Se conocieron, por fin, semanas más tarde en la Residencia de Estudiantes, a la salida de una conferencia. Él había quedado fascinado por el sonido de su risa, de modo que hizo que los presentaran y logró entablar conversación durante casi dos horas. Al terminar, Juan Ramón ya sabía que se había enamorado sin remedio. Ella tardaría algo más en darse cuenta de estaban hechos el uno para el otro.

Sus inicios fueron tortuosos. Zenobia no veía bien los excesos amorosos de Juan Ramón, ni comprendía su carácter sombrío, pues ella era una muchacha muy sociable y alegre. «La americanita» (era de raíces portorriqueñas por vía materna, y en su juventud había estudiado en los Estados Unidos) sufrió el incansable asedio del poeta: él le enviaba cartas apasionadas y preparaba cuidadosamente encuentros nada casuales por mediación de conocidos comunes. Ella fue cediendo poco a poco, en parte impresionada por su talento poético y sensibilidad, en parte conmovida por su constancia amorosa.

Fío, en absoluto, en mí. Pero es absolutamente preciso que nos casemos pronto. No sabes la paz, la fuerza, la tranquilidad, el tiempo, que esto me daría. Piensa tú que tu presencia me es necesaria, Zenobia, que mi vida sin ti está falta de vida. La mañana que yo amanezca a tu lado, ¡qué nuevo va a parecerme el mundo!
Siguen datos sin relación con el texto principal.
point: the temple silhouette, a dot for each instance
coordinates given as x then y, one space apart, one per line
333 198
(Carta de Juan Ramón a Zenobia, 6 de septiembre de 1915)

Zenobia y Juan Ramón recién casados Zenobia de mi almaFinalmente, se casaron en Nueva York el 2 de marzo de 1916. El discurso poético del que sería Premio Nobel comenzó a experimentar cambios durante todo su noviazgo, culminando con la publicación de Diario de un poeta reciencasado, obra que revolucionaría la poesía moderna. Ya desde los inicios de su relación, la influencia de Zenobia fue fundamental en Juan Ramón, y sin duda alguna sin ella su obra poética habría sido muy diferente.
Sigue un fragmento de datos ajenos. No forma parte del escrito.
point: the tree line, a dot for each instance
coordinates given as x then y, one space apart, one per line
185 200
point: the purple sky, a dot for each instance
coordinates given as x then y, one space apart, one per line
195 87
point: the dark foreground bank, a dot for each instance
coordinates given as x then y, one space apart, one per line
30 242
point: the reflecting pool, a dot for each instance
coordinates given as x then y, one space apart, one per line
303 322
En torno a su relación se creó pronto un estereotipo que ha sido convenientemente divulgado: el de la mujer sometida a su marido, neurótico y huraño. Juan Ramón, en efecto, tenía un carácter muy difícil, sin duda, y su esposa sufrió en muchas ocasiones por este motivo, lo que queda de manifiesto al leer sus diarios. Tuvo que renunciar a mucho. Sin embargo,  Zenobia era una mujer culta, inteligente, refinada, independiente y feminista, que con sus pequeñas rentas habría podido mantenerse si hubiera querido separarse. Pero ella se había enamorado tiernamente, descubrió en él el candor del genio, el magnético atractivo del talento, y decidió que su plenitud como mujer pasaba por esa entrega total no únicamente a su marido, sino a ese proyecto de una vida dedicada a la poesía.

Juan Ramón está tan feliz después que trabajamos juntos. Esta mañana dijo: “Esto es lo único que vale la pena, este trabajo que hacemos juntos”, y parecía muy contento.

(Diario de Zenobia Camprubí, 11 de marzo de 1937)

Juan Ramón y Zenobia e1346362836744 Zenobia de mi almaElla pasaba con infinita paciencia y esmero todos los escritos de él a máquina para que él pudiese revisarlos. Corregía a menudo, opinaba siempre, era su primera crítica, su traductora personal, su cómplice y su musa, una suerte de primera editora de impagable colaboración. Ella, además, se encargaba de todo lo que no era literario, de modo que Juan Ramón no tenía que preocuparse de nada salvo de escribir.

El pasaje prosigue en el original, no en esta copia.